European collateralised debt obligation (CDO) managers are likely to target leveraged loans this year, said the European structured finance ratings unit of Standard & Poor's (S&P) today.S&P expects the bulk of European cashflow CDOs this year to be backed by European leveraged loans, with new managers entering this asset class. In 2003, CDO managers are expected to target mezzanine loans as assets in portfolios of leveraged loans in place of senior secured leveraged loans.
"As the CLO (collateralised loan obligation) market matures and more tailored structures are sought, there is growing interest in structuring transactions that offer a much higher mezzanine loan component," said Stroma Finston, a director at Standard & Poor's European structured finance ratings group, in London. "Standard & Poor's expects that at least one CLO backed only by mezzanine loans will be brought to market in 2003." But the agency added that the number of CDO transactions brought to market in 2003 will depend on the availability of the collateral.
"During 2002, the proportion of leveraged loans in the portfolios increased at the expense of bonds, demonstrating European CDO managers' growing interest in leveraged loans," said Finston.
In 2002, S&P rated a total of six CDOs backed by leveraged loans, with an aggregate pool size of €1.9 billion.
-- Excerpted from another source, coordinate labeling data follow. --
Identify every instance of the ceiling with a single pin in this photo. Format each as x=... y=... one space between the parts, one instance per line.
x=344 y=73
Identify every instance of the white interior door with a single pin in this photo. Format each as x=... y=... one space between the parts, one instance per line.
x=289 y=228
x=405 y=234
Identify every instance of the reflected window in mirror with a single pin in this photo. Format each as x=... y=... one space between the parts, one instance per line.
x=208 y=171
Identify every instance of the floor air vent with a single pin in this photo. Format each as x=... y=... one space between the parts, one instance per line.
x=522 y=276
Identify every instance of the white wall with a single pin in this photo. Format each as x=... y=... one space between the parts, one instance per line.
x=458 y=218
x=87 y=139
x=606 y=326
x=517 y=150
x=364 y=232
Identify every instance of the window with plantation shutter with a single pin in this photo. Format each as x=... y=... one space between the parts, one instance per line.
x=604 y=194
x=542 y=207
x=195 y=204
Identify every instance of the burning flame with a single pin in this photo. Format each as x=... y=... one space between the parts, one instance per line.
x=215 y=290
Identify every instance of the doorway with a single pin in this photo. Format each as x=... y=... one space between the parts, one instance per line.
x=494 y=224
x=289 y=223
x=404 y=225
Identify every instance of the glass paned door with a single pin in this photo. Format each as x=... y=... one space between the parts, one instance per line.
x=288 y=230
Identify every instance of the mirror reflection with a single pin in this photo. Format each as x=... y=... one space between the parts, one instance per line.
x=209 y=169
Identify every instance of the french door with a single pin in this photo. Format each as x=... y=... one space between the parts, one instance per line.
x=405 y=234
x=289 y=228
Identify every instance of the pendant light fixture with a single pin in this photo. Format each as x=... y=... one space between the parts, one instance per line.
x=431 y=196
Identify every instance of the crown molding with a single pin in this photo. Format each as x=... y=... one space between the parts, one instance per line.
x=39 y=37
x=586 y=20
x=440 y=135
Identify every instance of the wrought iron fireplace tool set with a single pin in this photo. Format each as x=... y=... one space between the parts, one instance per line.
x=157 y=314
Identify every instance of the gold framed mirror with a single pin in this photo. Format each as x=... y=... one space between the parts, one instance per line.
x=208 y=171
In the six related portfolios, leveraged loans made up anywhere from 63% to 100% of the total portfolio, with a weighted-average proportion of leveraged loans of about 88%.
The agency took a rating action on only one transaction: the long-term ratings on Concerto I BV's class A and B notes were lowered in the quarter due to some deterioration in the credit quality of the pool, and because a number of coverage tests were not met. However, the deterioration in credit quality and par erosion of the portfolio was due more to the performance of the bonds than the loans.